You can now invest in many listed corporate bonds with as little as Rs 10000. Earlier the minimum was Rs 1 lakh, which kept most ordinary savers out. SEBI changed this through a circular dated 3 July 2024, and corporate bonds are now within reach of regular retail investors.
Before July 2024, listed corporate bonds sold on private placement basis carried a minimum face value of Rs 1 lakh per unit. That single rule shut out small investors. SEBI lowered it so the market could deepen and ordinary people could take part.
| Point | Before 3 July 2024 | Now |
|---|---|---|
| Minimum face value per bond | Rs 1,00,000 | Rs 10,000 |
| Who could realistically buy | Mostly institutions and HNIs | Retail investors too |
| Issuer condition | Standard rules | Must appoint at least one merchant banker |
| Type of bond allowed at low value | Not applicable | Plain interest or dividend bearing, fixed maturity |
| Zero-coupon bonds at Rs 10000 | Not allowed | Allowed from 18 December 2025 |
The conditions matter. To issue at the lower Rs 10000 value, the issuer must appoint at least one merchant banker, and the security must be a plain vanilla interest or dividend bearing instrument with a fixed maturity. A later SEBI circular dated 18 December 2025 extended the Rs 10000 denomination to zero-coupon debt securities that have a fixed maturity and no complex payout structure.
A corporate bond and a bank FD both pay you a return, but they are not the same thing. Know the difference before you put money in.
| Feature | Corporate bond | Bank fixed deposit |
|---|---|---|
| What it is | A loan you give to a company | A deposit with a bank |
| Who guarantees it | The company only | Bank, plus DICGC cover up to Rs 5 lakh |
| Return | Often higher coupon | Usually lower interest |
| Main risk | Company may default or delay payment | Very low if within DICGC cover |
| Can you exit early | Sometimes, by selling on exchange or platform | Yes, often with a penalty |
| Regulator | SEBI | RBI |
The higher return on a corporate bond is the reward for taking more risk. Never assume a bond is as safe as an FD just because both pay regular income.
An Online Bond Platform Provider is a SEBI-registered platform that lets you browse and buy listed bonds online, much like buying a share. To be an OBPP, the platform must first register as a stock broker in the debt segment of a recognised stock exchange and then get SEBI registration.
Be clear-eyed.
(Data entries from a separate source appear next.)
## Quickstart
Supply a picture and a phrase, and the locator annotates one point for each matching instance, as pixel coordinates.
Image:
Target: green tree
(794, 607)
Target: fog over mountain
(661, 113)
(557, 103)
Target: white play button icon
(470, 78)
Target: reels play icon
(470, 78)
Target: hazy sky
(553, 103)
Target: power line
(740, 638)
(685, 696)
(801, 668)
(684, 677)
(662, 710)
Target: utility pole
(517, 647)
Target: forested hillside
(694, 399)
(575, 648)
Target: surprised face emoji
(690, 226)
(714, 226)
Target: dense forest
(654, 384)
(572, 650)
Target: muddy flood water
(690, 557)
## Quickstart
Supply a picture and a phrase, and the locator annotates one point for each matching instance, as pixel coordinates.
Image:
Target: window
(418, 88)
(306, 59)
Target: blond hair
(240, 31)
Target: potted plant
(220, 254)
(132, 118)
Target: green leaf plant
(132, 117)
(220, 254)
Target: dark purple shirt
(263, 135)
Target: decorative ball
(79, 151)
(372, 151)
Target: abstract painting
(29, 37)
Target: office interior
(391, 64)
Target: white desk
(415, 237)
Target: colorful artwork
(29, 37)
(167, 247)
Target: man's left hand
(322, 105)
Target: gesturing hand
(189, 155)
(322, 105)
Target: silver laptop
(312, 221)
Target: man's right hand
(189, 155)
A corporate bond can lose you money in ways an FD usually will not.
Tax rules on bonds are not the same as on bank FDs, so plan ahead.
This is general information, not tax advice. Your final tax depends on your total income. Check with a tax professional for your own case.
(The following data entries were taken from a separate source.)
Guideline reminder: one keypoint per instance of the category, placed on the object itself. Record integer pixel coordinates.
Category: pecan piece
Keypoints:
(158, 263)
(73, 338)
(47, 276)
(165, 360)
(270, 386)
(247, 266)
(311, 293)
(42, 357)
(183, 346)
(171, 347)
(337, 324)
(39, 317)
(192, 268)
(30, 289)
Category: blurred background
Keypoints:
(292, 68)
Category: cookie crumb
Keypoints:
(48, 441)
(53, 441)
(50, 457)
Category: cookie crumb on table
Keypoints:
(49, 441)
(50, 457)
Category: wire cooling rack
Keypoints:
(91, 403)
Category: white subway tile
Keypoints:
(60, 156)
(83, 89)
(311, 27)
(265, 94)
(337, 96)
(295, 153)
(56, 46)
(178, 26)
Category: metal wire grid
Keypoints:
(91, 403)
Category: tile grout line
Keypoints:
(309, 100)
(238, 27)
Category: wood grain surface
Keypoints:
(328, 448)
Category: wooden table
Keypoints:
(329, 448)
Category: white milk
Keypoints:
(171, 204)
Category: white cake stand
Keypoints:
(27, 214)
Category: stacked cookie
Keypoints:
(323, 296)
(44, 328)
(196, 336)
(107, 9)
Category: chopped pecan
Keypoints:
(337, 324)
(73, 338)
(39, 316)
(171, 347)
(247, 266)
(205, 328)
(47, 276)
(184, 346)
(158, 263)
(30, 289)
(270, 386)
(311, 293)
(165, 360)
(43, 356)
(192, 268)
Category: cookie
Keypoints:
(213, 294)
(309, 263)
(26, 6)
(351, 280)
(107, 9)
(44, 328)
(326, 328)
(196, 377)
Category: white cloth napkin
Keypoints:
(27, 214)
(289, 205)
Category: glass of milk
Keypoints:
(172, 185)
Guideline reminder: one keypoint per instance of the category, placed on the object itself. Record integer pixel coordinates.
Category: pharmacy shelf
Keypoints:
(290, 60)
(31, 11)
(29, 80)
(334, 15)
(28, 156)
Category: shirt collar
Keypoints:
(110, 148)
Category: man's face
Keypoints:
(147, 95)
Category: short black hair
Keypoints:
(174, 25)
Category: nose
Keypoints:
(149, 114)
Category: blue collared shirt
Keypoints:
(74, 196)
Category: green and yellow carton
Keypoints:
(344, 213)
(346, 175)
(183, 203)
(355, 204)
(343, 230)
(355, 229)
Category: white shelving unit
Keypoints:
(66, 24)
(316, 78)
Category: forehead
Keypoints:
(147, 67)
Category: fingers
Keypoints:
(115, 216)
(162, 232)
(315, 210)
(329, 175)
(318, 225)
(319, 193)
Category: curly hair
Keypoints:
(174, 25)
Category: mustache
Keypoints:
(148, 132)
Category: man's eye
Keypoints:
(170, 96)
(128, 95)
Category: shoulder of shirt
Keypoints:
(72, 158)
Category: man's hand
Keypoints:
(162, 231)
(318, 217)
Dr. Shrawan Kumar Pathak, a retired teacher, had Rs 50000 sitting idle in his savings account. Earlier he could not buy a single listed corporate bond, because each one needed Rs 1 lakh. After the SEBI change, he opened an account on a SEBI-registered OBPP, finished his KYC, and bought five units of a AA-rated corporate bond at Rs 10000 each. He first read the rating report and the issuer finances. He kept the rest of his money in a bank FD for safety. This split let him earn a higher coupon on part of his savings while not betting everything on one company. The figures here are only an illustration to show how the rule works.
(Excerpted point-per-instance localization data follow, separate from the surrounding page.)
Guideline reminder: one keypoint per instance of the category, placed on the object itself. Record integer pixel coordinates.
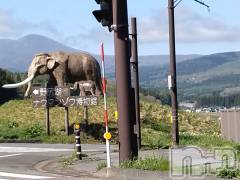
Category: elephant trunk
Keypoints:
(30, 78)
(31, 72)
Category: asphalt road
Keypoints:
(18, 161)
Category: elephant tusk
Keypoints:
(30, 78)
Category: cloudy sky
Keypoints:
(198, 31)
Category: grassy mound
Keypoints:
(19, 120)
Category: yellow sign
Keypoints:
(107, 135)
(116, 115)
(77, 126)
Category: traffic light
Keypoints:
(104, 15)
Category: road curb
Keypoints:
(53, 167)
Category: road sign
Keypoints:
(60, 96)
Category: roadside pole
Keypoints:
(47, 122)
(134, 66)
(66, 121)
(107, 135)
(172, 79)
(123, 79)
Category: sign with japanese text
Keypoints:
(60, 96)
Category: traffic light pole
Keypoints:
(123, 78)
(134, 64)
(173, 79)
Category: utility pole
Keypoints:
(123, 79)
(172, 79)
(134, 66)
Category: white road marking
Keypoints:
(10, 155)
(23, 176)
(28, 149)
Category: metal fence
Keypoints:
(230, 124)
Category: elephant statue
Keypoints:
(63, 68)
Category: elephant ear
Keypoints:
(51, 62)
(59, 56)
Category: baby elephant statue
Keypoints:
(85, 87)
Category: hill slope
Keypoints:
(199, 76)
(18, 53)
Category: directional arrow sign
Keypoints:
(35, 92)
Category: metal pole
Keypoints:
(47, 121)
(66, 121)
(78, 141)
(85, 116)
(134, 63)
(105, 107)
(123, 78)
(173, 79)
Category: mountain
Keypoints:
(16, 55)
(202, 76)
(197, 75)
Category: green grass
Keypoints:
(228, 173)
(150, 163)
(101, 165)
(20, 121)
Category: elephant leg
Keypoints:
(51, 82)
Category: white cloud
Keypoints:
(190, 26)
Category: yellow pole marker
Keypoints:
(77, 126)
(116, 115)
(107, 135)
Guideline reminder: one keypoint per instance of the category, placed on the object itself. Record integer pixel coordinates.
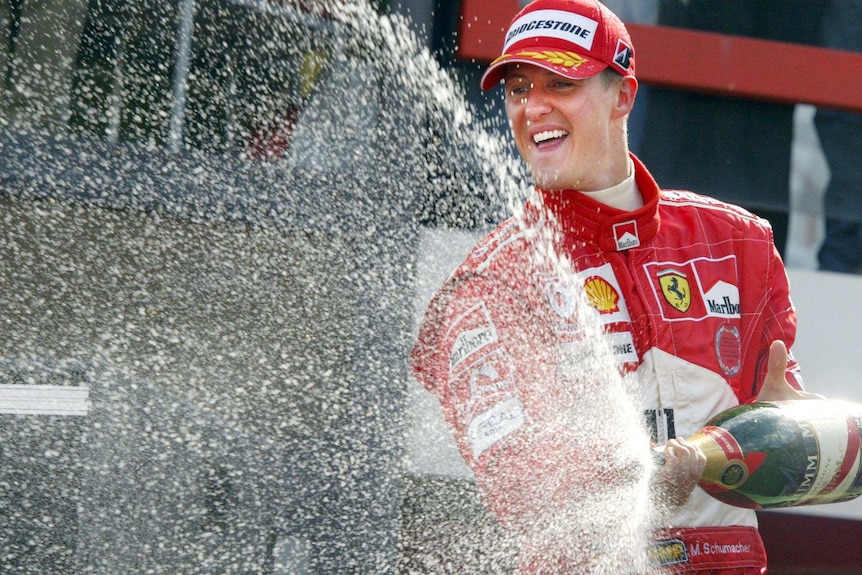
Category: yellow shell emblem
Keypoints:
(602, 295)
(565, 59)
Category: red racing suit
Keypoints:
(688, 293)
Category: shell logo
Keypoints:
(602, 295)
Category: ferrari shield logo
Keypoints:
(674, 286)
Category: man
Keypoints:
(688, 296)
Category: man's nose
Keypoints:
(536, 103)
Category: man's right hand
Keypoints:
(683, 467)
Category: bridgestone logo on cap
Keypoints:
(554, 24)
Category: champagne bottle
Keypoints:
(783, 453)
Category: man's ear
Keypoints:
(628, 89)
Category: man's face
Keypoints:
(566, 130)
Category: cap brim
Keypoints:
(567, 64)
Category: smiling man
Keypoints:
(692, 308)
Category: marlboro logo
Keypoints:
(626, 235)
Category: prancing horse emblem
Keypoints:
(674, 286)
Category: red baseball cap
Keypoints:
(573, 38)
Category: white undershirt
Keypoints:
(623, 196)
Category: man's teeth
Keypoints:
(548, 135)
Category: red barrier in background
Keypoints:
(701, 61)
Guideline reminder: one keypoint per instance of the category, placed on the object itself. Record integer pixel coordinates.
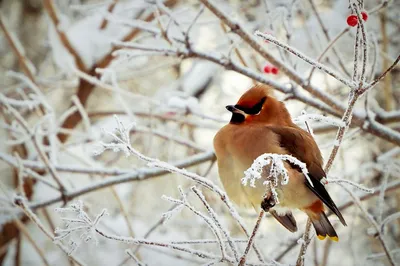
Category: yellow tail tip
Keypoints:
(334, 238)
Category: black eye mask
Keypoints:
(254, 109)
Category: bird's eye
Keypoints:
(255, 109)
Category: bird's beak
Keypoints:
(233, 109)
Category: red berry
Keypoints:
(352, 20)
(267, 69)
(269, 34)
(364, 15)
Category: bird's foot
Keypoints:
(268, 203)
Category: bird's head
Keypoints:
(257, 106)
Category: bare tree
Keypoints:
(149, 80)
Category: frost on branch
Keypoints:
(78, 223)
(120, 139)
(271, 167)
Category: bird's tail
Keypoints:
(323, 227)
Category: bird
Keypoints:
(261, 124)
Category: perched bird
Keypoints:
(261, 124)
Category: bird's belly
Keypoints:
(295, 194)
(241, 195)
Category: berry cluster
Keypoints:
(271, 69)
(352, 20)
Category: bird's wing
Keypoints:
(301, 145)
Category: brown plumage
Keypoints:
(261, 124)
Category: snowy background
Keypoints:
(109, 108)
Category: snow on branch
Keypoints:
(82, 225)
(275, 172)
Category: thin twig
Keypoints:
(251, 238)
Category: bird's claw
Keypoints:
(267, 203)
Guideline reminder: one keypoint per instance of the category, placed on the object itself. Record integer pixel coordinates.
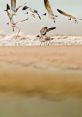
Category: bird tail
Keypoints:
(52, 28)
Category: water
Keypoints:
(36, 107)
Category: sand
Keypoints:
(46, 71)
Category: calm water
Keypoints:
(36, 107)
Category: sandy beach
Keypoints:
(46, 71)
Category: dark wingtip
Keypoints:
(24, 8)
(59, 11)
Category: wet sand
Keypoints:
(47, 71)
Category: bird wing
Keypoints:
(22, 20)
(24, 8)
(7, 7)
(52, 28)
(48, 7)
(13, 5)
(65, 14)
(10, 17)
(37, 14)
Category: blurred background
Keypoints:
(32, 26)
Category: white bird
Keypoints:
(71, 17)
(43, 34)
(31, 12)
(11, 21)
(49, 10)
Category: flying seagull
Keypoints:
(13, 7)
(49, 10)
(71, 17)
(43, 34)
(11, 21)
(44, 31)
(31, 12)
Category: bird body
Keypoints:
(49, 10)
(31, 12)
(68, 15)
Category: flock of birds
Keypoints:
(12, 10)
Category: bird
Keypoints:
(11, 21)
(13, 9)
(43, 34)
(71, 17)
(44, 31)
(31, 12)
(49, 10)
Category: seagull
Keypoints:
(31, 12)
(49, 10)
(43, 34)
(11, 21)
(71, 17)
(13, 9)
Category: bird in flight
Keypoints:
(43, 34)
(31, 12)
(71, 17)
(49, 10)
(45, 30)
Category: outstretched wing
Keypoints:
(52, 28)
(13, 5)
(65, 14)
(48, 7)
(35, 11)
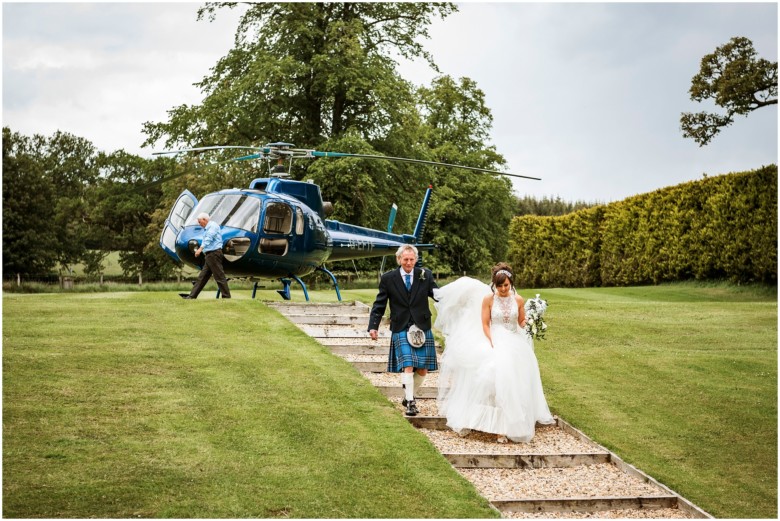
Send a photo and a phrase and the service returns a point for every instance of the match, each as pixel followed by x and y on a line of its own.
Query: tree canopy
pixel 735 79
pixel 323 75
For eligible listed bonds issued on private placement basis, the minimum face value is now Rs 10000, down from Rs 1 lakh, after the SEBI circular dated 3 July 2024.
No. A bank FD enjoys DICGC cover up to Rs 5 lakh. A corporate bond has no such guarantee. If the company defaults, you can lose interest or principal.
An Online Bond Platform Provider is a SEBI-registered platform that lets retail investors buy listed bonds online. It must first register as a debt-segment stock broker and then get SEBI registration.
Check the official list of registered OBPPs on the SEBI website at sebi.gov.in before you sign up or transfer any money. Use only a registered platform.
Yes. The bonds are credited to your own demat account, and you also need a PAN and a bank account to complete KYC and pay.
Yes. A SEBI circular dated 18 December 2025 extended the Rs 10000 denomination to zero-coupon debt securities that have a fixed maturity and no complex payout structure.
Interest or coupon is added to your income and taxed at your normal income tax slab rate. Capital gain on sale is taxed separately.
Sometimes. You may be able to sell on the platform or exchange, but a buyer is not guaranteed and the price can move up or down.
It is an opinion on how likely the issuer is to repay. A higher rating like AAA signals lower risk than a lower rating. It is a guide, not a guarantee.